Duval County beaches will close indefinitely at 5 p.m. March 20 to slow the spread of COVID-19.
Mayor Lenny Curry said in a 3 p.m. March 20 news conference the decision was made jointly with the mayors of Duval County’s three Beaches communities.
Curry said the mayors debated the executive order in phone calls March 19 and March 20. He acknowledged the decision likely will not be popular among residents, but it’s in the best interest of Duval County.
“I understand the concern. The weather is going to be beautiful. People are going to want to be out there soaking up the sun,” Curry said. “In the end, when people congregate on the beaches, even when they try to social distance, when the tides come in it’s virtually impossible. When that happens you can’t manage it.”
Curry said it will be considered trespassing for anyone to be on the beaches and police and lifeguards will be patrolling to enforce compliance.
In a news release after the Curry announcement, the Jacksonville Beach Police Department said due to the beach closures, most public parking east of First Street North and First Street South will be closed until further notice.
Signs will be posted at beach walkovers and access points that the beaches are closed and Curry said some points will be barricaded.
The local directive comes after Florida Gov.
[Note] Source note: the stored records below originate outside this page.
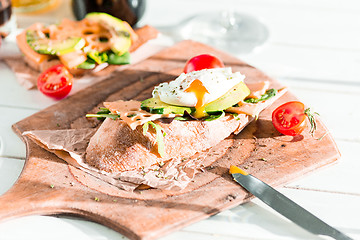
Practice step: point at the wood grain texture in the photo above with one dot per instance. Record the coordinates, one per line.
(48, 185)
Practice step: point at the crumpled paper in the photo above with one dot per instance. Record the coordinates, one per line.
(70, 145)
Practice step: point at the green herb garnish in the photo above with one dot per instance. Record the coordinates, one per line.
(160, 134)
(215, 116)
(267, 95)
(104, 113)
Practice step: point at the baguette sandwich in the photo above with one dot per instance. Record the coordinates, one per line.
(194, 112)
(89, 45)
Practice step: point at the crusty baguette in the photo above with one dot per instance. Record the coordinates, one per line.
(116, 147)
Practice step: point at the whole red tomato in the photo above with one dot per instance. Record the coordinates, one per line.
(55, 82)
(203, 61)
(290, 118)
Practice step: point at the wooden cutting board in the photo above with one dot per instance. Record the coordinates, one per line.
(47, 185)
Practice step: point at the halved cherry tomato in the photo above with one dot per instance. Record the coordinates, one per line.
(290, 118)
(204, 61)
(55, 82)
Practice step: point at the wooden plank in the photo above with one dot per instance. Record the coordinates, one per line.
(48, 185)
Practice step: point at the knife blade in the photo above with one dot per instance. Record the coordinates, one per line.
(284, 205)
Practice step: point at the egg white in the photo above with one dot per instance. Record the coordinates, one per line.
(217, 81)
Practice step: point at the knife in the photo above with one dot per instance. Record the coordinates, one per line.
(284, 205)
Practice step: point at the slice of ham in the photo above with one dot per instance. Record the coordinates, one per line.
(254, 109)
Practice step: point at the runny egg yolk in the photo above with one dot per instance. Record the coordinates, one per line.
(199, 90)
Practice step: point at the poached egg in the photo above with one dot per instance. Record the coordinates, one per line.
(198, 88)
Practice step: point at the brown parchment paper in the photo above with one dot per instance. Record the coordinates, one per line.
(70, 145)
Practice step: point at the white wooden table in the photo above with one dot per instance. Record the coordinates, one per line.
(314, 48)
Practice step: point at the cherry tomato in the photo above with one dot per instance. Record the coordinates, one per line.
(204, 61)
(290, 118)
(55, 82)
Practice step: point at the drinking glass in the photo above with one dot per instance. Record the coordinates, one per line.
(230, 31)
(127, 10)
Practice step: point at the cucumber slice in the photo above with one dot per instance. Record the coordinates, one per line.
(155, 105)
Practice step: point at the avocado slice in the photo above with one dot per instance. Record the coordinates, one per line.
(238, 93)
(156, 106)
(121, 42)
(53, 47)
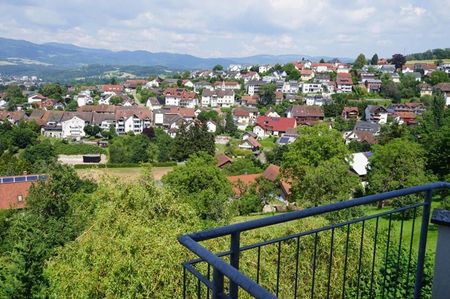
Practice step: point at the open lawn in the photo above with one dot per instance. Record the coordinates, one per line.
(127, 173)
(427, 61)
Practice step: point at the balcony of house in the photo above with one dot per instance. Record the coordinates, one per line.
(349, 249)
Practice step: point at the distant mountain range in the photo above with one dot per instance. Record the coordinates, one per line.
(57, 55)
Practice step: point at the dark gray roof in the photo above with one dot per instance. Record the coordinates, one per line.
(367, 126)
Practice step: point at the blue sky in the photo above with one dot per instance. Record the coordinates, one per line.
(234, 28)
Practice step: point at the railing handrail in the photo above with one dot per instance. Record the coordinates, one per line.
(263, 222)
(190, 241)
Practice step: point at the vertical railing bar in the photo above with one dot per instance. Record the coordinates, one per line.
(422, 243)
(410, 247)
(278, 268)
(387, 254)
(345, 261)
(373, 257)
(400, 246)
(314, 264)
(217, 284)
(330, 262)
(234, 261)
(296, 267)
(209, 278)
(199, 289)
(258, 265)
(361, 248)
(184, 282)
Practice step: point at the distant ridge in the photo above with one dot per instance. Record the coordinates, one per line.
(68, 56)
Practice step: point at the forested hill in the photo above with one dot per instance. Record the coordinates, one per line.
(430, 54)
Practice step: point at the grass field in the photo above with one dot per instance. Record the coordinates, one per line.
(427, 61)
(127, 174)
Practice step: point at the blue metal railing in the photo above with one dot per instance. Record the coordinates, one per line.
(221, 270)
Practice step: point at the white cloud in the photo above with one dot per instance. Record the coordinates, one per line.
(232, 28)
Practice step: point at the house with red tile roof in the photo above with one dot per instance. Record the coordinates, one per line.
(223, 160)
(267, 126)
(14, 190)
(180, 97)
(305, 115)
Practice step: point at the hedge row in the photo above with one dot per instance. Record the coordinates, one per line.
(77, 149)
(124, 165)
Ron DeSantis issued an executive order closing the beaches in Broward and Palm Beach counties until March 31.
DeSantis has resisted a blanket statewide beach closure, noting in a March 19 news conference that the impact of the new coronavirus is not spread uniformly across the state. The governor said he wanted to leave the decision up to municipalities and county governments, citing home rule.
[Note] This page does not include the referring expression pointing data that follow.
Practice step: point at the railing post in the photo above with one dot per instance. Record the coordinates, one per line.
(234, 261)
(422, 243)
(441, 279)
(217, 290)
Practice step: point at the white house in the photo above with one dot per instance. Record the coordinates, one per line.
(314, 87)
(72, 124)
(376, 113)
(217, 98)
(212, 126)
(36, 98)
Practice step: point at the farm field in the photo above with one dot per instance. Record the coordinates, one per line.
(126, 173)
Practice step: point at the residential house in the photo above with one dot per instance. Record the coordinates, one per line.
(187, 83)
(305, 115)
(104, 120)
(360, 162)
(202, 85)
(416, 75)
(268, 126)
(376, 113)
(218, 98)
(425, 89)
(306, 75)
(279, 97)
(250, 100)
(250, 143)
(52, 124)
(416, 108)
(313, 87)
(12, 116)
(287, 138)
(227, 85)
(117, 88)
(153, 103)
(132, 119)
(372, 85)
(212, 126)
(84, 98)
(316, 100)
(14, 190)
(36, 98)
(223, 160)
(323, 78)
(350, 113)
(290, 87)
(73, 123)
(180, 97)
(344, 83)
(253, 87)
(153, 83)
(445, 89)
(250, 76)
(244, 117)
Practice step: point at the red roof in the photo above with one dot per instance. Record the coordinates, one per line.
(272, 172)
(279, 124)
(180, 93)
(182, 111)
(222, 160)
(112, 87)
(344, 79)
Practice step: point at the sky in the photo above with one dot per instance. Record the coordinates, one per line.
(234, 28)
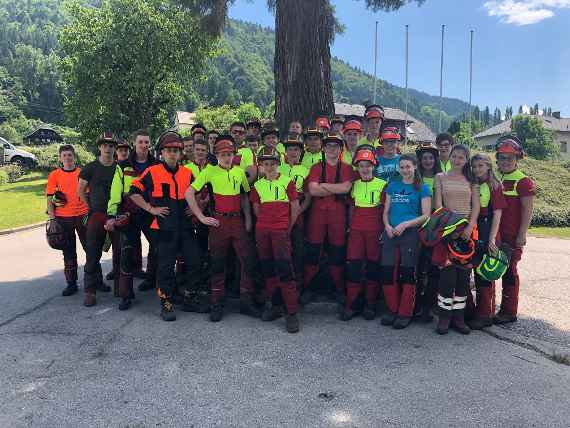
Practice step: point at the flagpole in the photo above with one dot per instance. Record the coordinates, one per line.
(441, 78)
(407, 92)
(375, 61)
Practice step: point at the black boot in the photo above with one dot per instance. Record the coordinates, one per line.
(125, 304)
(70, 290)
(270, 312)
(292, 323)
(167, 310)
(443, 322)
(216, 312)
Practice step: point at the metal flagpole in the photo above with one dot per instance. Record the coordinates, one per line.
(470, 74)
(441, 78)
(375, 61)
(407, 63)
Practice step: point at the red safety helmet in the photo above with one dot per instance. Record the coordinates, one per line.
(510, 144)
(364, 154)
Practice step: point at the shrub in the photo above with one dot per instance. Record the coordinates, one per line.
(48, 156)
(10, 173)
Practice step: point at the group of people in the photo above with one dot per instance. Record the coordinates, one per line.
(337, 197)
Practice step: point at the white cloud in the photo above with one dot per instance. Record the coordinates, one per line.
(524, 12)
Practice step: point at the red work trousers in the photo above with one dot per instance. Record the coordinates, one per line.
(330, 225)
(230, 233)
(274, 249)
(362, 266)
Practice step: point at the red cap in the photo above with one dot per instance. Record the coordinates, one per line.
(364, 155)
(352, 125)
(390, 134)
(223, 145)
(322, 122)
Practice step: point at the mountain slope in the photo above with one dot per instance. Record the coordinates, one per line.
(244, 73)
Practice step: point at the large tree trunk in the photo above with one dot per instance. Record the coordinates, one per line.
(304, 31)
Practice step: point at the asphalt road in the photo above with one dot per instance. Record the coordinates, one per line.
(62, 364)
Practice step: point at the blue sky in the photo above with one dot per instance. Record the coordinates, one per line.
(521, 49)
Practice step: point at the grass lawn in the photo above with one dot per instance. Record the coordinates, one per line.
(23, 202)
(550, 232)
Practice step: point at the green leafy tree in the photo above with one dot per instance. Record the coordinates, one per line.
(538, 141)
(129, 62)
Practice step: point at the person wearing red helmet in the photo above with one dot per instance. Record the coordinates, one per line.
(95, 181)
(365, 219)
(298, 173)
(276, 206)
(329, 182)
(352, 131)
(229, 188)
(407, 206)
(519, 191)
(166, 184)
(65, 207)
(374, 119)
(387, 156)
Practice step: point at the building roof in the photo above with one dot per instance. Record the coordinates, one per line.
(416, 129)
(550, 122)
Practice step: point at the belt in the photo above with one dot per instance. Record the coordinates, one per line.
(232, 214)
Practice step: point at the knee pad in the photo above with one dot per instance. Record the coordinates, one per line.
(372, 271)
(337, 255)
(267, 268)
(284, 270)
(218, 265)
(387, 275)
(312, 253)
(407, 275)
(354, 270)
According to data from the Florida Department of Health, as of 3:39 p.m. March 20, Duval County had 15 confirmed cases of COVID-19 and one death related to the virus.
Broward County recorded 124 cases and two deaths. Palm Beach County had 34 cases and no deaths.
Closures ordered in those two counties also include movie theaters, concert houses, auditoriums, playhouses, bowling alleys, arcades, gymnasiums and fitness studios.
Curry’s mandate for Duval County beaches does not have an expiration date, while the governor’s order for Broward and Palm Beach counties may be renewed by written request of county administrators.
While Duval beaches are closing, they will remain open in St. Johns County, according to a March 20 St. Augustine Record story.
“There is no intent to close our beaches,” St. Johns County Administrator Hunter Conrad told the Record.
Also March 20, DeSantis issued an executive order directing all restaurants to cease on-premise food and alcohol consumption. Restaurants can operate their kitchens for delivery and takeout services.
The order will be in effect until Florida is no longer in a state of emergency.